Oh, and you know what else? I hate that I’m doing this stupid class because I want to lose weight and look better and more in line with that ideal version of womanhood thing. I need to exercise so I don’t die of Type II diabetes the way my nonna did, yes. But really I’m doing it because I’m unhappy with my body’s appearance and I have a stupid need to be perceived as desirable by the rest of the world, and of course women who wear my size of pants can’t ever be attractive, right? And so there I am at Latin Dance Aerobics on Tuesdays at 4:30, cursing myself for caring about what I look like, cursing myself for paying actual money and spending actual time in something I don’t enjoy, all because I want to look hotter than I do. That feels so pathetic. I feel like a terrible feminist and a terrible person for caring. Maybe if I were better at the class it wouldn’t be such a big deal, but…and I just figured this out right this second as I was typing…doing this class where I feel incompetent and ugly feels like punishment.

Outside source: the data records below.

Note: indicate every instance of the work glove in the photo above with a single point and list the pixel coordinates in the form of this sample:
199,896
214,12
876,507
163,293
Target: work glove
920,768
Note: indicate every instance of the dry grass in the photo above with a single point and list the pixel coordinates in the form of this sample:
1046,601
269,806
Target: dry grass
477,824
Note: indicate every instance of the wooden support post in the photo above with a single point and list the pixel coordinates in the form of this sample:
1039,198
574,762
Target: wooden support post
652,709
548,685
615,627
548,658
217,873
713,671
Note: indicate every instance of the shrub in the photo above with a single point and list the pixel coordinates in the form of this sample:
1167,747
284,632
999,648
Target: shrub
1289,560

Bellydance is what I do because I am awesome and I love to dance; Latin Dance Aerobics is all about mortifying my flesh.
Pounding my head against the wall aside, I’m going to keep doing it for the next five weeks anyway. I imagine I will continue to hate it during those weeks and that I will roll my eyes harder and that I will still have a hard time doing the different kinds of crunches (although probably I will still be good at sitting in butterfly position and putting my forehead on the floor). I imagine I will continue to criticize Kristy! in my head when really, if I’m that freaked out about her teaching style, I should just talk to her about it. I will go and try and do my best and kind of hate myself for trying and hate myself even more for not trying harder and then it will be spring and maybe I can ride my bike more often and maybe even one day I’ll be able to do something simple like attend an exercise class without getting all bent out of shape about it.